Friday, December 10, 2010

Nighttime revalation

Last night I came to understand myself. This is so profound that I may have to write a book about it someday. Seeing as I have a busy day ahead of me, though, I will have to make this brief.

Although it seems like a crime to treat such a life-changing event as though it deserves only a few paragraphs, I must do so for I cannot go through this day without sharing this new insight.

Those of you who have been with me awhile may recall that when I had my second Reiki attunement the Lord gave me a vision. It was of a violent, horrible man beating me with a chain. I prayed for the beating to stop and he turned around to go. That was when I saw that the horrible man was really ME wearing a disguise. At that time, I heard the voice of God saying to me, "I want you to stop beating yourself for every little thing."

I've tried, I really have. The Reiki has worked in me a desire to be kinder to myself. However, it was so ingrained in me that I blamed myself for everything that was wrong in my life. Now I believe I understand why.

Last night I felt God so close to me. He explained to me that the reason I have hated myself all of my life is that it has been a SELF DEFENSE MECHANISM from my earliest childhood moments. At first I couldn't grasp it, but the more that I pondered what He was telling me, it started to make sense.

You see, I was powerless to change the abuse that was heaped on me constantly in that home.
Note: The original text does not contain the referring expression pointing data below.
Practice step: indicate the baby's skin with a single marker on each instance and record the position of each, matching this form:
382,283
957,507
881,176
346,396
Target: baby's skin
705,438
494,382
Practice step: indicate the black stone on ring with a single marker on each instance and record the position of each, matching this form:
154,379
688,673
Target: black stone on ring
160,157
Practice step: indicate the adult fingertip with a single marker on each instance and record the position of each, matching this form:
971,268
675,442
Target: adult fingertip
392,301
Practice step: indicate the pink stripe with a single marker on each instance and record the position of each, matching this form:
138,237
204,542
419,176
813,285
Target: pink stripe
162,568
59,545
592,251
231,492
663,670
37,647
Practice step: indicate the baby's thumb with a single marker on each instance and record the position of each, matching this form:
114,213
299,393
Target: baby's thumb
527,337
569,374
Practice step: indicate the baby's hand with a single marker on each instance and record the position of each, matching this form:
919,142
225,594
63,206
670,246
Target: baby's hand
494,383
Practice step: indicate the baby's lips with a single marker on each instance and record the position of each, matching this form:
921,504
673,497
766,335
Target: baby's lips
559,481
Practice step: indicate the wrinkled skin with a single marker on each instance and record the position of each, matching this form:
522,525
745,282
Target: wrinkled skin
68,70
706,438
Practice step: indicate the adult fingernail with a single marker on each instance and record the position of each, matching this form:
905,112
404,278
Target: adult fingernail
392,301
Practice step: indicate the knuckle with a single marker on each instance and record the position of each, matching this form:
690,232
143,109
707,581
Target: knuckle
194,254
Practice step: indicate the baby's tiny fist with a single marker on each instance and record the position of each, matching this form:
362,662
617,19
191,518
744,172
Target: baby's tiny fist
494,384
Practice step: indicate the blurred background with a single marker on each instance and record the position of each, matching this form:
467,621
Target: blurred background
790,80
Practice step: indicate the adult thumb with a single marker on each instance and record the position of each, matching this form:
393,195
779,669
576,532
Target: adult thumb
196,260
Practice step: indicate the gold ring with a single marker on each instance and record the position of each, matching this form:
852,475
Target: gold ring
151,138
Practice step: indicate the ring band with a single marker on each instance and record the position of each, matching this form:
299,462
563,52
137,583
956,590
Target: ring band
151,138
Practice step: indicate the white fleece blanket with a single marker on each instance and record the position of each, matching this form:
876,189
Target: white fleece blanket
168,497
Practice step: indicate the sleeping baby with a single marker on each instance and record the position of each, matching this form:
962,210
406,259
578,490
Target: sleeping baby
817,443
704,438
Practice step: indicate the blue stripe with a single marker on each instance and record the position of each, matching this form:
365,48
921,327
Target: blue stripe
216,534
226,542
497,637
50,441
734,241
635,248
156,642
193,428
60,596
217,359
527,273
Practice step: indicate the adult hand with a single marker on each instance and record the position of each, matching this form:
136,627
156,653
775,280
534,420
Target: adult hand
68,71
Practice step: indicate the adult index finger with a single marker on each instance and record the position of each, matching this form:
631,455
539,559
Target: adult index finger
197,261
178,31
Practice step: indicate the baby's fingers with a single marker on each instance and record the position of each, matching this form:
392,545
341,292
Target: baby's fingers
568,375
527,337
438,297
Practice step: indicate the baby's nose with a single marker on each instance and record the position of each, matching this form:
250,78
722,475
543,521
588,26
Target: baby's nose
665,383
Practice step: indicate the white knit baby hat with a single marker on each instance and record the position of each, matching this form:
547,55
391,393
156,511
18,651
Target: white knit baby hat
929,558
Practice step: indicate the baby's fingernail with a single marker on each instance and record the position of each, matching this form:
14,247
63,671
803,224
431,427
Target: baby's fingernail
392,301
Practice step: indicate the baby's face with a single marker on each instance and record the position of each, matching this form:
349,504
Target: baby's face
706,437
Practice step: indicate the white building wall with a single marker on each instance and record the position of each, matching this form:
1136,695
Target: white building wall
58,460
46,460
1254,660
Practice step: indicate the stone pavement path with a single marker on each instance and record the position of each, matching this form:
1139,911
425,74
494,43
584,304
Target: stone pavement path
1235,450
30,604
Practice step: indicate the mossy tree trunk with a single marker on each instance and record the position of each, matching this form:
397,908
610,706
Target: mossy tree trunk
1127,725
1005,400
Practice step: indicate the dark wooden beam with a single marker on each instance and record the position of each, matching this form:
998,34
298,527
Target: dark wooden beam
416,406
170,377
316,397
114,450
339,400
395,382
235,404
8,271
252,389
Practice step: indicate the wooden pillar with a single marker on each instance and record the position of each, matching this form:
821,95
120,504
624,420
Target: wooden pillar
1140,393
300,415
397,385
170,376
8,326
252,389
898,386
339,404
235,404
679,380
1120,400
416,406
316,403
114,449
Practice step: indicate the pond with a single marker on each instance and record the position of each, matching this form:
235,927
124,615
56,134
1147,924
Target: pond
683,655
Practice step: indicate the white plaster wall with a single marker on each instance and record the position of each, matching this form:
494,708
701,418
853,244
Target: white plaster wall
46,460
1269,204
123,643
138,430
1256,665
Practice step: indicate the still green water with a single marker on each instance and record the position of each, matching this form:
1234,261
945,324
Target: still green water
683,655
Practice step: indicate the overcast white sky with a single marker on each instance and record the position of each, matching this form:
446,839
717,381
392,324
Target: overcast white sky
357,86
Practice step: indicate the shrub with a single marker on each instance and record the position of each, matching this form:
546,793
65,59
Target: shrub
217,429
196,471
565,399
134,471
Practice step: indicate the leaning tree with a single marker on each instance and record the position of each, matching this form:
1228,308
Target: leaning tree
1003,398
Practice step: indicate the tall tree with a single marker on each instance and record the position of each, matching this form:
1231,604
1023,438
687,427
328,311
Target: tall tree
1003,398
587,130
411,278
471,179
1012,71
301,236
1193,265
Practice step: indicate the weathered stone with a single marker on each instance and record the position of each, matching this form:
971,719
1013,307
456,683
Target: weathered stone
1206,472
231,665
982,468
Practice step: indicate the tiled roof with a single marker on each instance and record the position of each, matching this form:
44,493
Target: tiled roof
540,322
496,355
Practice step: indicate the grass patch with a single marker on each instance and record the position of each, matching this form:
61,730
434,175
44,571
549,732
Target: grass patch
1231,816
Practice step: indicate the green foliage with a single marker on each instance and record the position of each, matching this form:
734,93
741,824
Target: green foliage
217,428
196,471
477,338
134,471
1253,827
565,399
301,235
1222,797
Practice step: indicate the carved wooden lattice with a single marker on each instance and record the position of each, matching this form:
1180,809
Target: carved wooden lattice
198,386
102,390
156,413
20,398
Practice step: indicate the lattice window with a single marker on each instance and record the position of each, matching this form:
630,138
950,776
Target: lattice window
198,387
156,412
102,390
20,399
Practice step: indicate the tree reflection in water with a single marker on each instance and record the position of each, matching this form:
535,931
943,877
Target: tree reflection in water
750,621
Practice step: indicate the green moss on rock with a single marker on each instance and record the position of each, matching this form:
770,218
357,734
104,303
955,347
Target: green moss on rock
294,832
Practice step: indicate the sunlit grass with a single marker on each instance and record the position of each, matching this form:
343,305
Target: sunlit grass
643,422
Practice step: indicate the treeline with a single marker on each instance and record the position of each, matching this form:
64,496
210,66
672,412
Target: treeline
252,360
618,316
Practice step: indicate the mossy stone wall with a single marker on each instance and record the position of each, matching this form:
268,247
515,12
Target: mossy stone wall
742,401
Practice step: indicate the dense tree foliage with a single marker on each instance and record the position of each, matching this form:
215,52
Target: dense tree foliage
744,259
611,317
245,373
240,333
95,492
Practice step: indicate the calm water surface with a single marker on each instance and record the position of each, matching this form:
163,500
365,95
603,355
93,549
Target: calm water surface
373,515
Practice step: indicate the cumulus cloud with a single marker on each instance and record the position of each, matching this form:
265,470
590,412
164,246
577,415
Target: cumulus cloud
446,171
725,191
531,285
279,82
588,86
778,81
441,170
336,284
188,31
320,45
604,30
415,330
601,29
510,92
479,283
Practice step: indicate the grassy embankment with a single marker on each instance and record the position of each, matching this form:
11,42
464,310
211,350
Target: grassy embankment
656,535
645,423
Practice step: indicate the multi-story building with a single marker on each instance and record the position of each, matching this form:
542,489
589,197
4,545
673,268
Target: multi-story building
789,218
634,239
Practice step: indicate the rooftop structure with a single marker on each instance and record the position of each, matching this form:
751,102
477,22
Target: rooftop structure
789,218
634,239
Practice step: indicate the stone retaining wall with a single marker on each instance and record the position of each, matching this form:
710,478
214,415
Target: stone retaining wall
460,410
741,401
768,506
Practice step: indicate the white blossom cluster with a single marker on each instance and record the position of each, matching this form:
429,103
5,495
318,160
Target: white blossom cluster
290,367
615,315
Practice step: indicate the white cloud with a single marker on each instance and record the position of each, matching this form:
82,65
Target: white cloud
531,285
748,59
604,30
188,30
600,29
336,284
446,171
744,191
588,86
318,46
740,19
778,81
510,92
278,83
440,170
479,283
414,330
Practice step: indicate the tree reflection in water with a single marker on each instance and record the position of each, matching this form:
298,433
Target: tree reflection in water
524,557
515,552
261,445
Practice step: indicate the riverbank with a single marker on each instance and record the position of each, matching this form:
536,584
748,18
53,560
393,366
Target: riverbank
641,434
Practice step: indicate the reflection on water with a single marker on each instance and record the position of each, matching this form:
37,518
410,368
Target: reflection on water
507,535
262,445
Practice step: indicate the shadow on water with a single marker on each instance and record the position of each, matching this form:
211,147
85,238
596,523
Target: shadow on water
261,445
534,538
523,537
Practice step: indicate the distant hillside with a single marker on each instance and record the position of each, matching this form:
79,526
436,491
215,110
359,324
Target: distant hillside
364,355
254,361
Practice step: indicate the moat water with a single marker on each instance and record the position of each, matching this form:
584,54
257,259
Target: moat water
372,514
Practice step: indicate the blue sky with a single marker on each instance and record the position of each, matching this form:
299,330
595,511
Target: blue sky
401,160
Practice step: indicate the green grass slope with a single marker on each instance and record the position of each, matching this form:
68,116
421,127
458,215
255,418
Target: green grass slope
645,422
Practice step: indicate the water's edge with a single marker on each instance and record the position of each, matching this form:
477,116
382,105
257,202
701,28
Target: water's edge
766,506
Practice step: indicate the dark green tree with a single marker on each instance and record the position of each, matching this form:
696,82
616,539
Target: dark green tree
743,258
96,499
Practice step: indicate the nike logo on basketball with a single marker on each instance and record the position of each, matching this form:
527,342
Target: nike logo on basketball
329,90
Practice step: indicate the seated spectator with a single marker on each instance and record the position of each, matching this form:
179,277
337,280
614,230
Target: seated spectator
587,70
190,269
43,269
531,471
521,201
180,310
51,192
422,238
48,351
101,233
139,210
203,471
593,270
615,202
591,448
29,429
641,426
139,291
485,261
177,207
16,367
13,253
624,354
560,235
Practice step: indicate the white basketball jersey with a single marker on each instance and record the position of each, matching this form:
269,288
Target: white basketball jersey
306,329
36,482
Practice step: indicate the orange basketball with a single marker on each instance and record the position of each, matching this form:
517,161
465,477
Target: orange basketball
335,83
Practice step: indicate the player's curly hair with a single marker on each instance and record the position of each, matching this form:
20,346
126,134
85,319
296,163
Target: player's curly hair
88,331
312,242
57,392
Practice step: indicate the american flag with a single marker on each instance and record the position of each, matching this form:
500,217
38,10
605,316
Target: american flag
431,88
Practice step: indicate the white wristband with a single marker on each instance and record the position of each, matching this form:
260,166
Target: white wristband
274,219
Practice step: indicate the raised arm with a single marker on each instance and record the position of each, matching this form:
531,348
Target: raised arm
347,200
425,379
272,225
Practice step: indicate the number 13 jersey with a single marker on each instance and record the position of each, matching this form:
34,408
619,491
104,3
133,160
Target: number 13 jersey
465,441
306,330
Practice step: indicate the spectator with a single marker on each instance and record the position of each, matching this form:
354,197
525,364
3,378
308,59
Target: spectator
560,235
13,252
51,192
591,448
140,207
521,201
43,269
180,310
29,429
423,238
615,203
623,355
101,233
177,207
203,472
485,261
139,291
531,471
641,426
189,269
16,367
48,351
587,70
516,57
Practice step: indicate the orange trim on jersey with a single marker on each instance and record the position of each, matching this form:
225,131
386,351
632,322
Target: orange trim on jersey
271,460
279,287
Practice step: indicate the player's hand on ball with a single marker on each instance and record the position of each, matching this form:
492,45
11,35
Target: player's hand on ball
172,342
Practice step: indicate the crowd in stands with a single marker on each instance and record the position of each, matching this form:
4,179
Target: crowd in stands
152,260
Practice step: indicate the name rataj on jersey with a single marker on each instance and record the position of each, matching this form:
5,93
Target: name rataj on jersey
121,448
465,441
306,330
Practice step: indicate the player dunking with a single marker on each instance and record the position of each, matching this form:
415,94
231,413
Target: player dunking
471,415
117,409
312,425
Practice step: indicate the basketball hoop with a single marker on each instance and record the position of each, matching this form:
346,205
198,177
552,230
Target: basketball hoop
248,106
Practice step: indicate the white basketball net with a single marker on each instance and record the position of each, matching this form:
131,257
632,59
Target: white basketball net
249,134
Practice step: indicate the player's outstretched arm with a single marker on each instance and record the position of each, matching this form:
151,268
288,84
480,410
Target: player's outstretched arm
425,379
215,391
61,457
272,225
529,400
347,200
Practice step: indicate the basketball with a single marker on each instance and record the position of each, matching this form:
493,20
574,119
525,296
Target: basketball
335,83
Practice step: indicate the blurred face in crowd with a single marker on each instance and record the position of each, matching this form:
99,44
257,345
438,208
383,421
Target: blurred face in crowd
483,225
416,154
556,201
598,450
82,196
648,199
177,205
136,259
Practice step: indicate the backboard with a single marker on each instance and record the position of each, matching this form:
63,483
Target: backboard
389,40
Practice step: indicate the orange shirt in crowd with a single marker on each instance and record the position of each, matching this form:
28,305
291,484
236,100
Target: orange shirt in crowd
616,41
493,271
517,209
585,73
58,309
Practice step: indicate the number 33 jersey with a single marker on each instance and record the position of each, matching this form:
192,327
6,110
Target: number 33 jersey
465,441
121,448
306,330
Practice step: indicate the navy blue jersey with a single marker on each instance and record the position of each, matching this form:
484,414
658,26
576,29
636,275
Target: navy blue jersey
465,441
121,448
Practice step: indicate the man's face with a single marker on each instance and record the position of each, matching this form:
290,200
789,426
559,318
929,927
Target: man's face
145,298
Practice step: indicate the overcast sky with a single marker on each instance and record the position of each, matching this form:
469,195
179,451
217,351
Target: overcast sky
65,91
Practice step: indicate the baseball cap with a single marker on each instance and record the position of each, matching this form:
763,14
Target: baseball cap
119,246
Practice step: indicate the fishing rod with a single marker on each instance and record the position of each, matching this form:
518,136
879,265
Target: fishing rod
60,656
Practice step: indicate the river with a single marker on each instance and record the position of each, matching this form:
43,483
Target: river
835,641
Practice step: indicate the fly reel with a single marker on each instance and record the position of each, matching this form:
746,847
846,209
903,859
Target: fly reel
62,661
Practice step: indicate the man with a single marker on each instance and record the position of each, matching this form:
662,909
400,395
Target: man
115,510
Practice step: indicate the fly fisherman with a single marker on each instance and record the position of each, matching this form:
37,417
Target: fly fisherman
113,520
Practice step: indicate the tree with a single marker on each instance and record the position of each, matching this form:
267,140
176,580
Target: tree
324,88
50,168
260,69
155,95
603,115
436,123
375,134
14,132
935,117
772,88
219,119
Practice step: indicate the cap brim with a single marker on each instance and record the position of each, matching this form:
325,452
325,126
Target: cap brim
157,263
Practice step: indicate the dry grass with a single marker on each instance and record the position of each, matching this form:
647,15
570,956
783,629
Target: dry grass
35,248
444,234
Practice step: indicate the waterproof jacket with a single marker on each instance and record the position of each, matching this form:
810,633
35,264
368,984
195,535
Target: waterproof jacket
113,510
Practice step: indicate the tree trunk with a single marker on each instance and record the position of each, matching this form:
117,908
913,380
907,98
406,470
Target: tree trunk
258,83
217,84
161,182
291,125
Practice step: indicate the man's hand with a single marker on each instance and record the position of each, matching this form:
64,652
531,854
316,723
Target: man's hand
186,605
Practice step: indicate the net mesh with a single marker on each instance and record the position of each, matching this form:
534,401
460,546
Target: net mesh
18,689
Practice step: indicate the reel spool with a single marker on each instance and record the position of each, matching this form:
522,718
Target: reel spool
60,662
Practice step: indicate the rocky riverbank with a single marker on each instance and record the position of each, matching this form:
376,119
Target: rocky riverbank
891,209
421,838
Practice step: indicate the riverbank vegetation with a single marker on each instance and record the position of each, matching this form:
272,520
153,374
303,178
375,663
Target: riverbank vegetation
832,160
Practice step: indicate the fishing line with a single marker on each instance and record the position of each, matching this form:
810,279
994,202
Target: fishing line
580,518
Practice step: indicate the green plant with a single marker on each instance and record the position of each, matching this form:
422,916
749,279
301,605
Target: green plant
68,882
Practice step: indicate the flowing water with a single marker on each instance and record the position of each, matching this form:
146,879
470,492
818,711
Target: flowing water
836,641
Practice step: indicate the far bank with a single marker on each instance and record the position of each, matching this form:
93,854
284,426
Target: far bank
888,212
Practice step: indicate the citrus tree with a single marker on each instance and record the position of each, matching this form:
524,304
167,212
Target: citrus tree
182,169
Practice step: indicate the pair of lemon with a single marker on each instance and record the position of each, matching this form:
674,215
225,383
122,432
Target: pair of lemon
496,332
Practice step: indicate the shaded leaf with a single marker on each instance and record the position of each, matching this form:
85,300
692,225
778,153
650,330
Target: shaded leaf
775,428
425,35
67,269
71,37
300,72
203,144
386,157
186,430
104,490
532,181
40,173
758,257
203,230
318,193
Now with a little bit of pondering, one can see that this does actually make sense in a sick sort of way.

The thinking goes like this. Being I can't stop you from hating me and abusing me in this fashion, I will hate myself. By doing this, I will take the only control that I can possibly have over this dreadful situation. By hating myself, I will take from you the power to have an affect on me. Yes, you will continue to abuse my body but I WILL STAY IN CONTROL OF MY MIND!!!!!! I chose to hate myself so that you can not think that what you are doing is destroying me. In other words, I WOULD RATHER DESTROY MYSELF THAN THINK THAT YOU HAVE THE POWER TO DO IT TO ME!!!!!!!!!

WOW--I was trembling as this nighttime revelation poured new understanding into my whole life. It took a long time to settle down after that, but when I did, I slept like a baby. I know that my life will never be the same and I am SO GLAD!!!!!!!!!!!!!!!!!

I praise God who has been my nighttime companion through all of the horrible moments of my life. I praise Him, especially, for what He shared with me last night. WOW!!!!!!!!!!!!!!!!!!!!!!!!!!!!

Sometime people say to me, "How can you share such personal things with the world?" It's like this, I'm here for a reason. I survived all that I have survived for a reason and that reason is to give others who have lived such nightmares HOPE.

CLING TO THE LORD FOR HE IS A HIGH TOWER TO ALL WHO ARE WEAK!!!!!!!!!!!!!!!!!!!!

Please pray for me today, dear friends!

Dawn

1 comment:

Kimberly said...

What a freeing revelation. You are brave for sharing your thoughts in this way. I admire this in you. Blessings to you, dear Dawn. Loved talking to you last night.